Run-time improvements of the SRDT method over LLPLL, plotted against the average number of CLV updates. Each data set is represented by 10 measurements for 10 different nodes.

Performance on Fixed Topologies

Many phylogenetic tools use a fixed tree topology on which the likelihood is repeatedly evaluated while other parameters, such as substitution rates and branch lengths, are modified. Divergence times estimation (Heath et al. 2011) and model selection (Abascal et al. 2005) are typical representations for this setting. With fixed topologies, repeats can be precomputed once in an initialization step and then reused for subsequent PLF invocations. We tested our method under this setting, by evaluating the likelihood 10,000 times, rooted at 10 randomly selected terminal edges of the parsimony trees of each of the 10 data sets. We averaged the run-time over the 10 rootings and report the speedups of SRCT over PLL and PLL-SEV in Table 5. We computed the speedup for each data set as the ratio of the average run-time of PLL or PLL-SEV from section “Evaluation of a sample of rootings” divided by the average run-time of SRCT. Data set 994 yields the lowest speedup over PLL-SEV, which is due to the high number of gaps in the data set, followed by data set 2000 which has the lowest number of repeats. On the other hand, the highest speedup of SRCT over PLL-SEV was for data set 354 which has a high number of repeats combined with a low amount of gaps. As expected, the highest speedup of SRCT over PLL is observed for data set 404, since it has the highest amount of repeats among all data sets.

Table 5.

Speedups obtained using the SRCT method which considers a fixed topology over the PLL and PLL-SEV

Summary of speedups obtained using SRCT when considering fixed topologies
Sequences 59 128 354 404 500 994 1512 2000 3782 7764
Sites 6951 29198 460 13158 1398 5533 1577 1251 1371 851
Speedup over PLL 7.56 5.66 11.6 12.35 5.39 10 5.84 4.59 8.45 4.94
Speedup over PLL-SEV 6.89 5.16 11.2 6.74 5.66 4.03 6.12 4.39 8.85 4.96

Partitioned Analyses

We performed partitioned analysis on the three empirical multi-gene data sets (59, 128 and 404) in our collection to compare the accumulated memory requirement of per-partition repeat tables against single repeat tables from unpartitioned analyses. This experiment is of high practical relevance because typical phylogenetic analyses are partitioned nowadays.
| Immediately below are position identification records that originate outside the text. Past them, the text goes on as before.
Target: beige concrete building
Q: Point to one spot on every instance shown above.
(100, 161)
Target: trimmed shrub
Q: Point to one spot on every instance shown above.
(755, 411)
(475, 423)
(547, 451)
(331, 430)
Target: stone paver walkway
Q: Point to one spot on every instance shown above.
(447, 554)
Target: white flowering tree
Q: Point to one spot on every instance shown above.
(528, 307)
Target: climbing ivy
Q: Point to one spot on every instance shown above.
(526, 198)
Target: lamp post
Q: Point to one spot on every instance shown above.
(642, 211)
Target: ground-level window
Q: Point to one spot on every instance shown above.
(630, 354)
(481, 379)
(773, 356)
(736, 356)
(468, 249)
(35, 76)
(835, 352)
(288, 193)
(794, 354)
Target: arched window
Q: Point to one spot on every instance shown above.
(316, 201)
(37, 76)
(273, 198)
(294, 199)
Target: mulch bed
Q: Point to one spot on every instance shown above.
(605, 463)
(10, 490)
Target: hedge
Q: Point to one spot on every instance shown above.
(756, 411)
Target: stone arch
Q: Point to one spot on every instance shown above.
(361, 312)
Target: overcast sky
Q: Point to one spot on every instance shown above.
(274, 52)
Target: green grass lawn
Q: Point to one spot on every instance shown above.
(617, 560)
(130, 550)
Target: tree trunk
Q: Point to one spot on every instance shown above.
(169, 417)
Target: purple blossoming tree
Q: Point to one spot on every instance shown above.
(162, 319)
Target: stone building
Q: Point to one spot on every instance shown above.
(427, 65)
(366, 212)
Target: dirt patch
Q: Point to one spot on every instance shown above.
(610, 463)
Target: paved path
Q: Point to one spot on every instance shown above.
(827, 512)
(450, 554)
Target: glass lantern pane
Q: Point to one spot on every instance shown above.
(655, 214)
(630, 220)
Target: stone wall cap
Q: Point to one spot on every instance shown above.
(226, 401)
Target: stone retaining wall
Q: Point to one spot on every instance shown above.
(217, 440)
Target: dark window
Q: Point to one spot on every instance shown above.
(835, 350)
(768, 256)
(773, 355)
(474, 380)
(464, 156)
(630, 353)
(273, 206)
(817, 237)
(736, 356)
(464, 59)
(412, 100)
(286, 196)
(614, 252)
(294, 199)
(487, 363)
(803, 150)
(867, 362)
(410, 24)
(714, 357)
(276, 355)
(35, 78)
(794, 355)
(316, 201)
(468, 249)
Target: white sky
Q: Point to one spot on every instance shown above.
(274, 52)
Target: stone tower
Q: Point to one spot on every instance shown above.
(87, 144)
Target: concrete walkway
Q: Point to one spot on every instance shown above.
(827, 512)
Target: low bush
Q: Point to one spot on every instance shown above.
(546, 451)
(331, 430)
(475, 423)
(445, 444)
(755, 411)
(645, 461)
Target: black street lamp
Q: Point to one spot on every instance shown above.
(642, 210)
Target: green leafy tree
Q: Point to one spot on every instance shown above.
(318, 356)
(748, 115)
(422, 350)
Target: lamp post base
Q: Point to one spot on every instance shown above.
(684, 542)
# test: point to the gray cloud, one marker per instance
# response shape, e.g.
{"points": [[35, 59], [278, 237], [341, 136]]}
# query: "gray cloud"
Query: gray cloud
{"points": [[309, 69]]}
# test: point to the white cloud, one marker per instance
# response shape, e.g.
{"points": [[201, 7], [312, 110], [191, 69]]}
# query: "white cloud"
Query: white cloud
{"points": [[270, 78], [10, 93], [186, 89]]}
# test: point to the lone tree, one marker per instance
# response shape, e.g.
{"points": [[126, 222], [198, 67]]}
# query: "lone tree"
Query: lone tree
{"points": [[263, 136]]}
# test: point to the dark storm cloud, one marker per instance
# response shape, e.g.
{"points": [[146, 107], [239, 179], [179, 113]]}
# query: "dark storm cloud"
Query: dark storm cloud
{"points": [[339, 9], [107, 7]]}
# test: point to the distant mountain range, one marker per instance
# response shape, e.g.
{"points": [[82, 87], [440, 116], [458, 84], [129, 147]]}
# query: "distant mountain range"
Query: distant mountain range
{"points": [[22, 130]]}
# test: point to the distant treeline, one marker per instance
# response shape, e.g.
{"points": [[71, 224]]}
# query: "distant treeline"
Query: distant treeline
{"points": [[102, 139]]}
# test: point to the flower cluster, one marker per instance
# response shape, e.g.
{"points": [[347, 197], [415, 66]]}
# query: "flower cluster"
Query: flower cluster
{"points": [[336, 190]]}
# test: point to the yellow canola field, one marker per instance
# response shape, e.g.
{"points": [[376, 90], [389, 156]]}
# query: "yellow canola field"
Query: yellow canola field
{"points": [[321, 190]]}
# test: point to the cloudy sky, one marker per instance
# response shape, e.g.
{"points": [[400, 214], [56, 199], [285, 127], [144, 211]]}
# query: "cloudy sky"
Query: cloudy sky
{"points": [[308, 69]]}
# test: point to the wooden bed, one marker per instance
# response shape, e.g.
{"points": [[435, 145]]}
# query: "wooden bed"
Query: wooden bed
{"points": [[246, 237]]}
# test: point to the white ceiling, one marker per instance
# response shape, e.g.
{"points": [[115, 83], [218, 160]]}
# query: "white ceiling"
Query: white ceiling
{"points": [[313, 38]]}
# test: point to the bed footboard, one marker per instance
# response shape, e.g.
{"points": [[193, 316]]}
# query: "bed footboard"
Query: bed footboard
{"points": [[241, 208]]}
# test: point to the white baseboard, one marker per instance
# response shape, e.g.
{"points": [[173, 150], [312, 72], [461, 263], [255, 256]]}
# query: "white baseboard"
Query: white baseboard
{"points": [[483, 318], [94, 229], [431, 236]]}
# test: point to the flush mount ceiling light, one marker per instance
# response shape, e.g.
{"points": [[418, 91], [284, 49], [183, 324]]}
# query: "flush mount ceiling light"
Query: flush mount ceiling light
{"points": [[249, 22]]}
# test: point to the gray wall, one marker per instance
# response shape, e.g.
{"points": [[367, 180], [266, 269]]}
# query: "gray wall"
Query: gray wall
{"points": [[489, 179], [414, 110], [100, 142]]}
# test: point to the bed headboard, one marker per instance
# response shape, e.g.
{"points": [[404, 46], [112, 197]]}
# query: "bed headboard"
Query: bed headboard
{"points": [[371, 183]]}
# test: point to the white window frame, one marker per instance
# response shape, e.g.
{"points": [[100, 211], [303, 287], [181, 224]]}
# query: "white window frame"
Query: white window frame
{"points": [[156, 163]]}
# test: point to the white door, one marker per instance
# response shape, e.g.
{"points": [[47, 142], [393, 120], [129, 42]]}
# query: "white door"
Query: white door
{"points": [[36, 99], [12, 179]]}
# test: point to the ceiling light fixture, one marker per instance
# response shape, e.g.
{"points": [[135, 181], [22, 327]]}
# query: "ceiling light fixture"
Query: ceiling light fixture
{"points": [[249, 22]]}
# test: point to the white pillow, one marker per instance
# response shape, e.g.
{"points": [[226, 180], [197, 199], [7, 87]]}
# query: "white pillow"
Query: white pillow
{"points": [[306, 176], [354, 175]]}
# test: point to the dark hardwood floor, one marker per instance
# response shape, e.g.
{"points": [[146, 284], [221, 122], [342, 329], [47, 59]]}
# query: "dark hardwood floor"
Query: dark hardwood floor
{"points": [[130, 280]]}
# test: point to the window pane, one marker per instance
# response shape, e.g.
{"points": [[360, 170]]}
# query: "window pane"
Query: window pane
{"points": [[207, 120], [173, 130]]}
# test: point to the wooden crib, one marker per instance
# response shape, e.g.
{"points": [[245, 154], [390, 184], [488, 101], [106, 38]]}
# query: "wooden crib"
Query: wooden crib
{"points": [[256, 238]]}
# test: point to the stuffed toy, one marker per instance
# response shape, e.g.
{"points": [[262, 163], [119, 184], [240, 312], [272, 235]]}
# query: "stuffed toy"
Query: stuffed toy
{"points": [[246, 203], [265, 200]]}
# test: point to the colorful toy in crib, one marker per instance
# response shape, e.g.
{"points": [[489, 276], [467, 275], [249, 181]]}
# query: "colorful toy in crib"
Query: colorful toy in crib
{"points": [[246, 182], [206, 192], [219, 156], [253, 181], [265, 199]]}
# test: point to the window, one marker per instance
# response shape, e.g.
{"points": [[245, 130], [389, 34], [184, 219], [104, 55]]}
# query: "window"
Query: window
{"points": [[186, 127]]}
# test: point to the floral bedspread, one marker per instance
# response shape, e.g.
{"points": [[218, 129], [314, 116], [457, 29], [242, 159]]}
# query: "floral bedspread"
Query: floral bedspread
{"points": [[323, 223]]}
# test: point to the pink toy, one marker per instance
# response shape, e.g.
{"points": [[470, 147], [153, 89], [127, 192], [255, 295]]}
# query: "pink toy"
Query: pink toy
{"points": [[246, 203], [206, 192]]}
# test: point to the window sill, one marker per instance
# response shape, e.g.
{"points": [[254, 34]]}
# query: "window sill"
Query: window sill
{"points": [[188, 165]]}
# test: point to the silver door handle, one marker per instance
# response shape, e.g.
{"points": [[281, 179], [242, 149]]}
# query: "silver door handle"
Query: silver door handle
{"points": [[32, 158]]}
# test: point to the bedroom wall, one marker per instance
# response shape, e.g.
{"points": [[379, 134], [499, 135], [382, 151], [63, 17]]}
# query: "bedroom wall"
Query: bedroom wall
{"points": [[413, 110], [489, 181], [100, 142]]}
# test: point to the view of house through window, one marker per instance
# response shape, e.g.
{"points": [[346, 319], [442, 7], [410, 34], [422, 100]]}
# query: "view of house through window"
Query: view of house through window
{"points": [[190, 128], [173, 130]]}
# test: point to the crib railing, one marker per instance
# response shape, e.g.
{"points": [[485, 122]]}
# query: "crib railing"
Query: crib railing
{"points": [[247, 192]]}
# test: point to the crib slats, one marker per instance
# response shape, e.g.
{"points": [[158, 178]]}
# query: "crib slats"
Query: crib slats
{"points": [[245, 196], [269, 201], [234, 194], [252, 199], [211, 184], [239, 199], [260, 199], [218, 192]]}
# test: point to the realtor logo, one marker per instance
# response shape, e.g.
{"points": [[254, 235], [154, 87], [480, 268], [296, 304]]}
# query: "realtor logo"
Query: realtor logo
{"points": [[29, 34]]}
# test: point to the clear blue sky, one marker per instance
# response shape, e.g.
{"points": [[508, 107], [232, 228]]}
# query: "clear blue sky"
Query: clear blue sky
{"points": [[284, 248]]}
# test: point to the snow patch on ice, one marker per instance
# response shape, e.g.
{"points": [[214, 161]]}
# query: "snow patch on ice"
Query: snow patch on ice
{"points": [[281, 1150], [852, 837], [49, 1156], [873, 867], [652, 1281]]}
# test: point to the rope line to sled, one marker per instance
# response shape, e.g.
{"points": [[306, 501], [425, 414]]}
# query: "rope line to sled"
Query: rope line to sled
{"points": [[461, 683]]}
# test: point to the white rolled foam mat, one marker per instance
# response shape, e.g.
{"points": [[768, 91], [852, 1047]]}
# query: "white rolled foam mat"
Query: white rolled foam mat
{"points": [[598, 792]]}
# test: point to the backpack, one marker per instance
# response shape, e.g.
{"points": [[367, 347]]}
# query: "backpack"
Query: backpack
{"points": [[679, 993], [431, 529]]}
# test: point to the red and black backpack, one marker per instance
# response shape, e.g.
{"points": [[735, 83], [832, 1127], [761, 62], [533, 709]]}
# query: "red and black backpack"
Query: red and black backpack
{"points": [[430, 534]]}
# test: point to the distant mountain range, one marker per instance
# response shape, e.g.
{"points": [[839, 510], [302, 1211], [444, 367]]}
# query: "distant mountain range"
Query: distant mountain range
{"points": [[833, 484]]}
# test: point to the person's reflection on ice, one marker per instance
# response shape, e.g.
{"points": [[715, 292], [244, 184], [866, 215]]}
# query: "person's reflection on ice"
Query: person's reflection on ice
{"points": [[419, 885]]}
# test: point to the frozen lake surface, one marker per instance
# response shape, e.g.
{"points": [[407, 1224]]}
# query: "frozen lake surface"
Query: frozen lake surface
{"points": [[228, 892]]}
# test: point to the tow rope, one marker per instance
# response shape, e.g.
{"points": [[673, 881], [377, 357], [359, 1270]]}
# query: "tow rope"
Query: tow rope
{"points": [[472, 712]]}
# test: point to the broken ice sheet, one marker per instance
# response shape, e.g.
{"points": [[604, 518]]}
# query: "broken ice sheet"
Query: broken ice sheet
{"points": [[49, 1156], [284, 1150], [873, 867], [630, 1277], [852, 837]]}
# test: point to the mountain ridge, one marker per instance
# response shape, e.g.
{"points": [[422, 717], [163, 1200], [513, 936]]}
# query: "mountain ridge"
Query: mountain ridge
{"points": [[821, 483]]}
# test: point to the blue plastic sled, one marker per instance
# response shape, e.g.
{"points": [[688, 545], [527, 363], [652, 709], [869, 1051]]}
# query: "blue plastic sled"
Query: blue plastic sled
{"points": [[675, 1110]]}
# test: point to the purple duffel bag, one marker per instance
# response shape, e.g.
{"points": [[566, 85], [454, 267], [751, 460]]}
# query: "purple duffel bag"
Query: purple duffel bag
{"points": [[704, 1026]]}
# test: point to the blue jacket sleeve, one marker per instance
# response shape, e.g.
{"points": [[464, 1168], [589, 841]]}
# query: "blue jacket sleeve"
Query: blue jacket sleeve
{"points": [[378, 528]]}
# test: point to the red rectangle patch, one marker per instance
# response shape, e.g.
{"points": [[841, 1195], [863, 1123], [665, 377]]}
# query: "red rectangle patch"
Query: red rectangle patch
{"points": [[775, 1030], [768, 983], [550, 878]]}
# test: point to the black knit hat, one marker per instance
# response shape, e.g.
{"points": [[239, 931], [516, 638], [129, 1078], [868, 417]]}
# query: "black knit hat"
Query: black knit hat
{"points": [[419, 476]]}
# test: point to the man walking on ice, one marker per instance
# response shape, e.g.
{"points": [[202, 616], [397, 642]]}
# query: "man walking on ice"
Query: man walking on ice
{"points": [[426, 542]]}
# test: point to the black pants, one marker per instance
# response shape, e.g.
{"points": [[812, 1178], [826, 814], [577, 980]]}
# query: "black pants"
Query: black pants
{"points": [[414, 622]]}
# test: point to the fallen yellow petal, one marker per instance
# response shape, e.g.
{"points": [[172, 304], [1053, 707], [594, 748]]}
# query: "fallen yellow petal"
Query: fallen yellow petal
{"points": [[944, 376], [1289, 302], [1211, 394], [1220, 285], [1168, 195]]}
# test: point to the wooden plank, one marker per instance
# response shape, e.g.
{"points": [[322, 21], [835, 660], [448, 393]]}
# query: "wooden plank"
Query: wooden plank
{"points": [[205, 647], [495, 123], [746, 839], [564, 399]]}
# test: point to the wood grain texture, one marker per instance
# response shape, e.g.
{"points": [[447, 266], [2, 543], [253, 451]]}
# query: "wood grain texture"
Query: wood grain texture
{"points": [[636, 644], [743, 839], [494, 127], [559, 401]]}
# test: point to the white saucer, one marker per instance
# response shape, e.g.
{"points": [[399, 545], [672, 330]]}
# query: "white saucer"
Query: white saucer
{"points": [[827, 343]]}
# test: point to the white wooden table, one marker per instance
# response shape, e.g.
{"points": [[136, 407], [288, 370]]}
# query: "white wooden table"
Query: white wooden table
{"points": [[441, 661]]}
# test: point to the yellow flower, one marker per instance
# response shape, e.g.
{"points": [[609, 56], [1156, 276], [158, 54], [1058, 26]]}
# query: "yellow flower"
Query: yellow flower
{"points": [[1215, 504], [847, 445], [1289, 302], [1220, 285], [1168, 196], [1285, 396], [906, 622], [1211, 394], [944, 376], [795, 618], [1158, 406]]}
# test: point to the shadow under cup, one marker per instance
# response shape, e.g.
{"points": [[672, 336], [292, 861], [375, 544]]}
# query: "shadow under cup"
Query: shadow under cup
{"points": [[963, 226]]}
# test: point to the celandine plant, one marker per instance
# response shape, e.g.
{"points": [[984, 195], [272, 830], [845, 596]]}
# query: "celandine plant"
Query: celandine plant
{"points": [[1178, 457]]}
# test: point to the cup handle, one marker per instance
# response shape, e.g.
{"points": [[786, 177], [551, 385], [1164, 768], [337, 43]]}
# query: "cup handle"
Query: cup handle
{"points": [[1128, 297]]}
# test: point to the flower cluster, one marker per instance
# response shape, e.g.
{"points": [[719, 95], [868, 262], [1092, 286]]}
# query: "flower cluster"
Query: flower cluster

Table 6 provides a summary of the per-gene partitions of each data set, the required per-partition table size for computing all repeats, and the per-partition speedups over PLL-SEV. For measuring the speedups, we used the same parsimony trees from the previous experiments, and computed an average run-time over 10 random terminal edge rootings. As in the rest of the experiments, the rootings may not be the same between PLL-SEV and LLPLL. Similarly to Table 2, per-partition table sizes are presented in millions of entries (unsigned integers). One important result is that the accumulated table size for each partitioned data set is considerably smaller than the table size required for processing single-partitioned data sets (see Table 2). Compared to their single-partition counterparts, dataset 59, 128 and 404, require 10, 13, and 6 times less memory for storing the per-partition tables. Not surprisingly, this is due to the way we index elements in the table (see line 21 of Figure 6). This kind of indexing may cause the table to grow quadratically to the maximum number of unique repeats at a node, which in turn, increases with the size of the alignment.

Table 6.

Summary of per-partition table sizes for data sets 59, 128, and 404

Partition Sites Speedup Table size Partition Sites Speedup Table size
Data set 59: Poaceae
5.8S 160 6.64 0.001 ndhf1st 2183 4.82 0.24
cprs 364 2.78 0.053 phyb3rd 1182 4.18 0.08
gbss13rd 774 4.64 0.016 rbcl1st 1344 6.27 0.033
its2 264 2.25 0.06 rpoc23rd 680 3.39 0.038
Data set 128: Mammalia
12S_rRNA 860 3.79 0.28 Cytb 1149 3.25 0.74
16S_rRNA 1275 3.89 0.36 EDG1 978 5.51 0.085
ADORA3 330 4.72 0.025 IRBP 1233 4.32 0.45
ADRB2 833 5.32 0.08 ND1 963 3.41 0.56
APOB 1335 4.14 0.47 ND2 1050 2.92 0.85
APP 717 4.12 0.09 ND3 349 2.76 0.1
ATP6 681 2.94 0.24 ND4L 297 2.77 0.057
ATP7A 684 4.26 0.095 ND4 1378 3.07 0.99
ATP8 213 2.43 0.048 ND5 1836 2.85 2.69
BDNF 582 5.59 0.024 ND6 555 2.9 0.23
BMI 340 5.30 0.0086 PLCB4 373 3.37 0.067
BRCA1 2934 3.85 2.38 PNOC 333 4.21 0.022
CNR1 993 6.06 0.069 RAG1 975 4.93 0.088
COX1 1557 3.82 0.77 RAG2 444 5.01 0.024
COX2 708 3.21 0.22 tRNAs 1341 3.84 0.46
COX3 804 3.35 0.24 TYR 426 4.37 0.028
CREM 468 4.28 0.04 ZFX 204 5.55 0.0022
Data set404: Poaceae
ndhF 2161 4.2 1.17 rbcL 1437 5.06 0.28
rpoC2 802 2.94 0.24 phyB 1218 3.8 0.28
tRNA 1646 2.8 1.15 psbA 1020 3.56 0.002
rps4 588 5.56 0.0027 rps16 1025 2.84 0.032
adh1 852 3.37 0.03 matK 1581 4.43 0.22
its1, 5.8S, its2 828 2.63 0.33

Notes: All table sizes are presented in millions of entries (unsigned integers) and indicate the size of the lookup table Inline graphic required to compute all possible repeats. When performing partitioned analysis, data set 59 requires a total of 0.521 million entries, data set 128 requires 12.88, and data set 404 requires 3.74. We also present the speedups over PLL-SEV for evaluating the PLF for each partition.

Conclusion

The PLF is among the computationally most time-consuming functions in evolutionary biology and often constitutes the largest portion of total run-time in analyses involving PLF calculations. Especially in the era of genomics, where datasets comprise thousands or even millions of alignment sites (Jarvis et al. 2014; Misof et al. 2014), accelerating the PLF can save weeks or even months of CPU time.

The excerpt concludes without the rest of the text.